APP OF THE DAY - FIFA 11 (iPhone/iPod touch)
Not expected until October, the iPhone and iPod touch version of FIFA 11 has arrived on iTunes a day before its console big brother hits the stores, presumably to capitalise on the buzz by offering fans something to play before their Xbox 360 and PS3 pre-orders arrive.
And it's already entered the top ten paid app charts, so Electronic Arts is clearly no fool.
But, considering its rush release, does that mean that it's not up to scratch, and that the software company is hoping to shift units before everybody gets wise?
No, is the short answer. It's brilliant.....
- iPhone, iPod touch
Having played the Xbox 360 version of FIFA 11 for 2 whole days - morning, noon and night - in order to review it in considerable depth (review now live on Pocket-lint), we thought it would be hard to see the stripped-down iPhone version as anything but an under-featured distant cousin. But we were wrong.
It may not have all the grandstand features that the new console iteration of the game now sports, nor will it ever look quite as good on a 3.5-inch display, but FIFA 11 is a mighty game in its own right - a wonder of modern programming that crams so much into its diminutive stature that you'll be scratching your head as to why EA kept the price down to a measly £2.99.
Take that price for starters. Bar some touchscreen tweaks and shenanigans, the Apple device version is as good, if not better, than the PSOne or, even, PS2 FIFAs that came out a few years back. Yet, while they cost roughly £30, this is ten times cheaper.
It has also been optimised for the Retina Displays of the iPhone 4 and iPod touch (latest generation), so is better defined, more colourful and crisp than either of those SD consoles were capable of.
This is most apparent in the wide shots during replays and breaks in play. You can actually see the tiny players on the pitch.
Admittedly, the close-ups aren't really anything to shout about. Certainly, as the console versions feature more and more realism in player models as iterations progress, the players rarely look anything like their real-life counterparts in this instance. You only need look at the picture of Fernando Torres at the top of this review to see that (and who exactly is he standing with? Could be Daniel Agger. Could be Kevin Spacey).

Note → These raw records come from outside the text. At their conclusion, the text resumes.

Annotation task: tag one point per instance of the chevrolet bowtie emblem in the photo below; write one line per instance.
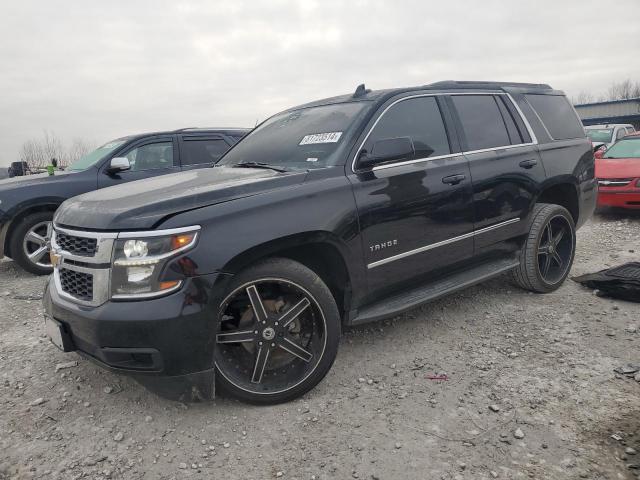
(55, 258)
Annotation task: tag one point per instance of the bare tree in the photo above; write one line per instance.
(38, 153)
(623, 90)
(79, 148)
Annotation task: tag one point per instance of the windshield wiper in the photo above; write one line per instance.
(258, 165)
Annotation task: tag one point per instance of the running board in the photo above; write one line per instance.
(410, 299)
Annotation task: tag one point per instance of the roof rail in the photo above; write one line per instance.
(361, 90)
(485, 84)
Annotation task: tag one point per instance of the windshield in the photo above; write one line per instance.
(628, 148)
(302, 139)
(600, 134)
(90, 159)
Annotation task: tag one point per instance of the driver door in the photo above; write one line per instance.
(148, 158)
(416, 213)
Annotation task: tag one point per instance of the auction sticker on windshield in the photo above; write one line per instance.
(330, 137)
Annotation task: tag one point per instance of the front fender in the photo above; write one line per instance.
(236, 233)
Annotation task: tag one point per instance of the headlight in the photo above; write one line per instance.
(139, 260)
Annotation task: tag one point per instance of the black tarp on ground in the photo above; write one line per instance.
(619, 282)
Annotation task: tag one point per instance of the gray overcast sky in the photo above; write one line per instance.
(99, 70)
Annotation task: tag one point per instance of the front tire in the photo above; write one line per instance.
(548, 251)
(278, 334)
(29, 243)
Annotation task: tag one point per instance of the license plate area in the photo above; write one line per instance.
(57, 334)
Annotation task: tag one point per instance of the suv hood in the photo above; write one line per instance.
(142, 204)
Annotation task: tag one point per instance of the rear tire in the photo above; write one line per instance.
(29, 243)
(548, 251)
(288, 346)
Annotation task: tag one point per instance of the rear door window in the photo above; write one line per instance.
(200, 151)
(557, 115)
(482, 122)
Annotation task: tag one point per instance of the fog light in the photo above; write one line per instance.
(139, 274)
(135, 248)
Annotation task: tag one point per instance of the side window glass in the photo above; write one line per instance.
(512, 130)
(557, 114)
(420, 120)
(151, 156)
(201, 151)
(482, 121)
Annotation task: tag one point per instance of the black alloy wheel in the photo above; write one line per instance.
(274, 340)
(556, 249)
(29, 243)
(548, 250)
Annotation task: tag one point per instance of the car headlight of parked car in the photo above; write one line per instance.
(140, 259)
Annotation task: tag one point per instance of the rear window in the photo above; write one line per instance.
(557, 115)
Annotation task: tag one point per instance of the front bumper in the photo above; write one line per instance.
(164, 343)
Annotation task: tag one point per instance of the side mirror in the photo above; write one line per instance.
(119, 164)
(386, 150)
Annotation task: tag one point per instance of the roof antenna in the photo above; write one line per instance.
(361, 91)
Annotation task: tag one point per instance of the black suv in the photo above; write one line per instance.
(27, 203)
(331, 214)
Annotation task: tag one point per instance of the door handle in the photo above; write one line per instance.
(528, 163)
(453, 179)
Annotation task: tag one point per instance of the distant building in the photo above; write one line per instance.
(614, 111)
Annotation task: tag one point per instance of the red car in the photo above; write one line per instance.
(618, 174)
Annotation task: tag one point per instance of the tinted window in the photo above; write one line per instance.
(416, 118)
(196, 152)
(603, 135)
(557, 115)
(151, 156)
(514, 134)
(627, 148)
(482, 121)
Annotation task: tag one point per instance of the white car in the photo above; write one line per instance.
(608, 134)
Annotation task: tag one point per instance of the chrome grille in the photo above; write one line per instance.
(77, 284)
(84, 247)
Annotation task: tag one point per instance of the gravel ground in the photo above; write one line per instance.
(530, 393)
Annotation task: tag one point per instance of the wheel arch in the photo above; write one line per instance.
(17, 216)
(563, 193)
(318, 251)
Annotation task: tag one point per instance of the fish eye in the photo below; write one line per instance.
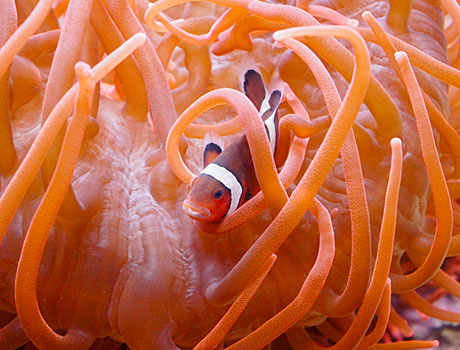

That said, the kits are fully and accurately rendered, and considering that there are over 500 teams from a large number of world leagues on offer, and you realise the scale of the game. Additionally, there are 50 representations of real stadiums in the game, and they look superb, even if there's just a fuzz where the crowd should be. Sometimes you have to pinch yourself to realise that this is a game running on a mobile phone.
Naturally, another sacrifice from the grown-up versions of FIFA 11, is the number of game modes on offer. However, you can play entire league or cup seasons with your chosen team. There's no transfer market, like with the console equivalents, but come on? This should provide plenty of action for the casual gamer.
If you can get to grips with the control system, that is. We've got to be honest and say that virtual D-pads on the iPhone or iPod are fiddly at best, and if you've got big thumbs you may find it hard to get the direction or button you want at that moment. Plus, they may crowd out the action so that you can't quite see what's happening underneath.
To help, EA has introduced a new "floating D-pad" which only appears when you place your left (or right, depending on dexterity) thumb on the screen. It will also appear exactly where you want, so you needn't miss the control entirely in the heat of the action.
Also, alongside buttons for pass, shoot, etc, you can tap any player on the screen, and the ball will be hit towards them. Plus, you can create runs for players off the ball by swiping them in the direction you want them to go. This is all expert stuff, admittedly, and extremely hard to pull off for a while, but at least it rewards those who want to put in the effort.
Ultimately, though, what makes FIFA 11 on iPhone and iPod touch so appealing is it provides an excellent game of football. Yes, it doesn't have the jostling, passing or personality features of the latest console version, nor is it as in-depth, but it plays very very well indeed. And that's more than enough for a train or bus journey, surely.
And did we mention that it's only £2.99?